Wait, why is that a problem? Using UTF-8 only is the closest to programmer's ideal. Basically, you turn the UTF-8 validator for Rust's str into a no-op.
> Yes. Even very simple data structures like std::vec::Vec require unsafe code
I guess this is the sort of glass half-full vs glass half-empty.
In C++ the std::vector::pop_back will forever cause undefined behavior. It's like putting razors on your screwdriver's handle, sure you can avoid them, but why not do the sane thing...
> Wait, why is that a problem? Using UTF-8 only is the closest to programmer's ideal.
I have a lot of archived data with various unknown encodings. APIs that blindly try to force an encoding when all I have is "bytes" tend to be a major pain and I usually end up bruteforcing my way around them with things like base64.
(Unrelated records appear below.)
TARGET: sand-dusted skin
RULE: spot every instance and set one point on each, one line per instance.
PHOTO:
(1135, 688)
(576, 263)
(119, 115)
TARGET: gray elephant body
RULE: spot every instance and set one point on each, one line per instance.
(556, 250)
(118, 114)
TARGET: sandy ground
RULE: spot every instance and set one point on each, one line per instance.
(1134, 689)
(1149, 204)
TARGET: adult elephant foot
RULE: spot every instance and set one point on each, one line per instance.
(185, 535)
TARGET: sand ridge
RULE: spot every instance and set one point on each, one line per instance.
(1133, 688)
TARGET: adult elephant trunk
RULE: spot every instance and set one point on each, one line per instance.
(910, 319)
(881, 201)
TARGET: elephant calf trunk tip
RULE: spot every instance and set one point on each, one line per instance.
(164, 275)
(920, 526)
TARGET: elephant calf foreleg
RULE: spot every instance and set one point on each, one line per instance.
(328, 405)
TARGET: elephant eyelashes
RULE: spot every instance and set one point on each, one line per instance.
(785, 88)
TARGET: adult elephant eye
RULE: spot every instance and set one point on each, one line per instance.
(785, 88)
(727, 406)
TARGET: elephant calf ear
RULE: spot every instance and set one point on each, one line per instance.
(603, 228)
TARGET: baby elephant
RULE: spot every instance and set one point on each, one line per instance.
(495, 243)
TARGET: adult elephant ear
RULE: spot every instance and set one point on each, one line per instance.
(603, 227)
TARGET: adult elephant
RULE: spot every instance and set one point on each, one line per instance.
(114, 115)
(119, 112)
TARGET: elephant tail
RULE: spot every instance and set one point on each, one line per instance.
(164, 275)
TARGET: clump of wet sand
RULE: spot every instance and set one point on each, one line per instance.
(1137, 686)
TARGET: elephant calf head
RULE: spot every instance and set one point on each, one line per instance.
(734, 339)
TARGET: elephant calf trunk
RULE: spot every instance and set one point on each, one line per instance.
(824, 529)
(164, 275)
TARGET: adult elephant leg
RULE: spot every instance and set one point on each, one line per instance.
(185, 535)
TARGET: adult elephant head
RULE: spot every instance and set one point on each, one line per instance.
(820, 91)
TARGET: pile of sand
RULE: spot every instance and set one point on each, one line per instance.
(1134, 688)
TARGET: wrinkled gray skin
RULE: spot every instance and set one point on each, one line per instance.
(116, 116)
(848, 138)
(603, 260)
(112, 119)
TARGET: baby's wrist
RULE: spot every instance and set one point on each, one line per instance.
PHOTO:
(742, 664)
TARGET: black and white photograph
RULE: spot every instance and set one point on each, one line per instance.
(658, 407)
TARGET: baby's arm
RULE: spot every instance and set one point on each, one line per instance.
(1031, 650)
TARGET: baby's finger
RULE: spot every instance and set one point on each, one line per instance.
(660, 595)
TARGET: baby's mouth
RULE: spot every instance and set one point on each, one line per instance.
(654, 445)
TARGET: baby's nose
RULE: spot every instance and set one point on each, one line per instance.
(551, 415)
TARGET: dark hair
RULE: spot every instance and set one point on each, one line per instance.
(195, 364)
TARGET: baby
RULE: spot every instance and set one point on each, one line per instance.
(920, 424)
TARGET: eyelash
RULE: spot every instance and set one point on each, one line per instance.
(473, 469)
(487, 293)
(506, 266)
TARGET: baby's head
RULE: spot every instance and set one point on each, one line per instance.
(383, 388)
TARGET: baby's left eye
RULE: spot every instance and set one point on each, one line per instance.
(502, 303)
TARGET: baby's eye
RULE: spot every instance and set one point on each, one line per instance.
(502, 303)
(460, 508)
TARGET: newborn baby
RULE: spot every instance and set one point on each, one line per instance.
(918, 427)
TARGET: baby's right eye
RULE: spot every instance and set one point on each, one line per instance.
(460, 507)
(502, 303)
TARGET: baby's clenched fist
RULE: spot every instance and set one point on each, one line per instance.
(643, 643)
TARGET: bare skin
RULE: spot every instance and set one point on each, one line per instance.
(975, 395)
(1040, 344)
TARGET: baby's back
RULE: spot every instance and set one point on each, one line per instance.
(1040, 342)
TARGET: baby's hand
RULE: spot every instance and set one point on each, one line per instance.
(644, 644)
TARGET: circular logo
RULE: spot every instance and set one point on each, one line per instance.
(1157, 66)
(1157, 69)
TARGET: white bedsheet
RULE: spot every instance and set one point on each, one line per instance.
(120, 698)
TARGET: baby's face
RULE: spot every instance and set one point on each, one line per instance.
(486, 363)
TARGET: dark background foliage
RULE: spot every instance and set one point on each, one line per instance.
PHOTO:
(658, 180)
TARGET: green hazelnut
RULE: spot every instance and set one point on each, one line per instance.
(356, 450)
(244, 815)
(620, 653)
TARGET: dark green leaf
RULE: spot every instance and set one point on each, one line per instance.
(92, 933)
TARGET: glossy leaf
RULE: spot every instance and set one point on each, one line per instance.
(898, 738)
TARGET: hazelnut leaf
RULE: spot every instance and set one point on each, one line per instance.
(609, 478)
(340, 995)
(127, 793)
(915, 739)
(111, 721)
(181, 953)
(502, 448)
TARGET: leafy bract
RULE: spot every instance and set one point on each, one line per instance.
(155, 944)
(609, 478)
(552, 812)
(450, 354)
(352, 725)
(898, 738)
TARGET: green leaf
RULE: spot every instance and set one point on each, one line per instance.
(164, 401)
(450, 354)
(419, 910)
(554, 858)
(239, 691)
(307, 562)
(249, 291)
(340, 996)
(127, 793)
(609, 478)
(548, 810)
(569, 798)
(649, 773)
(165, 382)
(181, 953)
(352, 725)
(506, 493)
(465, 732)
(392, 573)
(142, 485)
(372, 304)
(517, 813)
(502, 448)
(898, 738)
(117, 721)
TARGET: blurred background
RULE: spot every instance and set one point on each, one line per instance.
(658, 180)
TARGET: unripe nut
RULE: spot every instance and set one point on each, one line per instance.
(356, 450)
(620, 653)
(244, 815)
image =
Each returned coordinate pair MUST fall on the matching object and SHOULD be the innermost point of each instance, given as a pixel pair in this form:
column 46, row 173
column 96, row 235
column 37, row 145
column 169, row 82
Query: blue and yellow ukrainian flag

If that's the case the winning move is get the bytes, and convert them to UTF8 or just process it as bytes. &str is a wrapper around &[u8] with strict UTF8 guarantees.
Modern systems should be able to convert various encodings at GiB/s into UTF8.
> If that's the case the winning move is get the bytes, and convert them to UTF8
That would require knowing the original encoding.
> or just process it as bytes
As long as the APIs you have to use take bytes and not u8 strings.
> Modern systems should be able to convert various encodings at GiB/s into UTF8.
They might even guess the correct source encoding a quarter of the time and it will break any legacy application that still has to interact with the data. I guess that would be a win-win situation for Rust.
Yes, you can try to automatically guess the wrong encoding based on statistics that only work some of the time when given large amounts of free flowing text.
Now, the default syntax can still be a bit more wordy with byref arithmetics than ideal, but you can add a few extension methods to make it look it closer to Rust's pointer arithmetics:
Many paths are vectorized: to/from hexadecimal byte conversion, unicode encoding/decoding, various hash algorithms, counting and searching for elements, chunking text, there's a BLAS library now too and more.
> The results follow my expectations: the simplest vectorized classification routine has the best performance. However, you may observe that even a rather naive SIMD approach can be quite fast in this instance.
I've recently written my first SIMD code [1]. This matches my observation: you get a big improvement just moving from scalar code to autovectorized code (i.e. working in fixed widths and telling the compiler to use specific CPU features you've detected), another decent improvement going to basic use of vendor intrinsics, and then more and more modest improvements from extra sophistication.
[1] uyvy->i420 pixel format conversion code, a much easier application of SIMD. No branching, just a bunch of pixels transformed in identical fashion.
I think most optimisation work is like that. Early effort with each technique can yield large gains. But the marginal gain of using any specific technique decreases over time.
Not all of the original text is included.